Op-Ed By JON COUPAL | Metropolitan News-Enterprise (The writer is president of the Howard Jarvis Taxpayers Association–California’s largest grass-roots taxpayer organization dedicated to the protection of Proposition 13 and the advancement of taxpayers’ rights.)

Wednesday, May 12, 2010 -- In a state hard hit by recession, the Los Angeles area is even worse off than most. Its abysmal unemployment rate is over 13%. No one around here says they have enough money, except the divorcing owners of the Dodgers, Frank and Jamie McCourt, and each says that about the other, not about themselves.

So perhaps it should not come as a surprise that the Los Angeles Unified School District is once again approaching voters with strains of sad violin music in the background and tin cup in hand. This might elicit pity if the district had not already hit up taxpayers for five bond measures over 13 years to pay for a mammoth $20 billion building program that has proceeded even though school enrollment has been declining for nearly a decade. Many Los Angeles homeowners are paying hundreds upon hundreds of dollars each year for new classrooms for which, in the end, there may be no students.

Now, the LAUSD bureaucracy says their situation is so dire that if they do not receive a taxpayer-funded cash bailout in the form of another increase in property taxes, they may be forced to lay off teachers. It is obvious why they threaten teachers.
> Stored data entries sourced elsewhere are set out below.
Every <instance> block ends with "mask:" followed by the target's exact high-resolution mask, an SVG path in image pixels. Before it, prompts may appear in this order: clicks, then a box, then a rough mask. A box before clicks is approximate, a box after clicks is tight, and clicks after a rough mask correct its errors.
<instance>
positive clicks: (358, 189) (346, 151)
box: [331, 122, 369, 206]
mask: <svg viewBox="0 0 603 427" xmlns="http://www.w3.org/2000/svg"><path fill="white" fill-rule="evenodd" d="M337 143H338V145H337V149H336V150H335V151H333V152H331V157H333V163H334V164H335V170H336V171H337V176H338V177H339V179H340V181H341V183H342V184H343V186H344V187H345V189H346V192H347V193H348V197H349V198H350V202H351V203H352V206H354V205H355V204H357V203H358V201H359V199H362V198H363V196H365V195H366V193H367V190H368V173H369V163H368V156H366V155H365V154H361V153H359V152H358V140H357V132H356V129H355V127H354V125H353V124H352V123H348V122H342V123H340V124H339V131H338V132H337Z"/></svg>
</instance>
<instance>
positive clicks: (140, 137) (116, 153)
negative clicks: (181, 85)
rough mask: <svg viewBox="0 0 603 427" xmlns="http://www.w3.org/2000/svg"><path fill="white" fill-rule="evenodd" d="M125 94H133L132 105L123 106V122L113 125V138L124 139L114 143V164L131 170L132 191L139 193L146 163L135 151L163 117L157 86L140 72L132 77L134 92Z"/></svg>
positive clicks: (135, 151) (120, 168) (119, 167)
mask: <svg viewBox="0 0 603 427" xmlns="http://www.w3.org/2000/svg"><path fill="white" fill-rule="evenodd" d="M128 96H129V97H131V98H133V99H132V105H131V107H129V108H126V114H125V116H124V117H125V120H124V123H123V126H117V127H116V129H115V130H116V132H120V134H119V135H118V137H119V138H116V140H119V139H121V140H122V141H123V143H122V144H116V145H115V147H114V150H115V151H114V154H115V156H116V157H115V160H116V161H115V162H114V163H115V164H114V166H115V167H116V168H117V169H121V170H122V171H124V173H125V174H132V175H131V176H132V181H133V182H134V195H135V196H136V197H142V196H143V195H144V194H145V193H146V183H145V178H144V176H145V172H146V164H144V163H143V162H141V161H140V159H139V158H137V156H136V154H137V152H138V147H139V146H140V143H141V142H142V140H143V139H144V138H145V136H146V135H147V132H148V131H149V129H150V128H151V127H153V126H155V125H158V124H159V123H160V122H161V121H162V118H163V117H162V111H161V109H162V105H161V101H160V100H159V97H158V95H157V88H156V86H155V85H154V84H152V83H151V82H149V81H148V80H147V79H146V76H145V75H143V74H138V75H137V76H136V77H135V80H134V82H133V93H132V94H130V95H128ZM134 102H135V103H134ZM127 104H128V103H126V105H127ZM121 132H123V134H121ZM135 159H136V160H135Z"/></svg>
If they threatened to lay off part of the massive LAUSD bureaucracy, voters would not only vote “no” on the Measure E tax increase, they would vote “Hell no!”

The president of United Teachers of Los Angeles, A.J. Duffy, got it right when he told the Daily News last year, “This district has lived high on its hog for 10 to 12 years, while continuing to raise administrative and supervisory personnel even while student populations were going down. Now it’s coming back to harm them.”

For some, a teachers union president—in the state that has the second highest paid educators in the nation—may lack credibility on fiscal issues. But it cannot be denied that in a dispute over resources, the teachers hold the moral high ground. It is they on whom we depend to instruct our children, not the cubicle workers in the headquarters buildings.

So in a school district that has a budget larger than many states, where does the money go? While pleading poverty, the district would have the public believe that it spends about $10,000 per child, but before anyone is tempted to approve another tax for Los Angeles schools, or any other school district for that matter, they would do well to examine the newly released study by the Cato Institute ( The report titled, “They Spend WHAT? The Real Cost of Public School,” shows the actual amount spent by the LAUSD is over $25,000 per pupil!

Why the huge difference between what we hear and what the district actually spends? It’s because, like many school districts, the LAUSD excludes whole categories of expenditures that are necessary for schools to function, such as capital costs, debt service and employee benefits.

It’s clear, taxpayers are already extremely generous, especially considering how much most are struggling. Voters would be wise to tell the district bureaucrats to shape up and do a better job of managing the billions of dollars they are already provided, at great sacrifice, by taxpayers.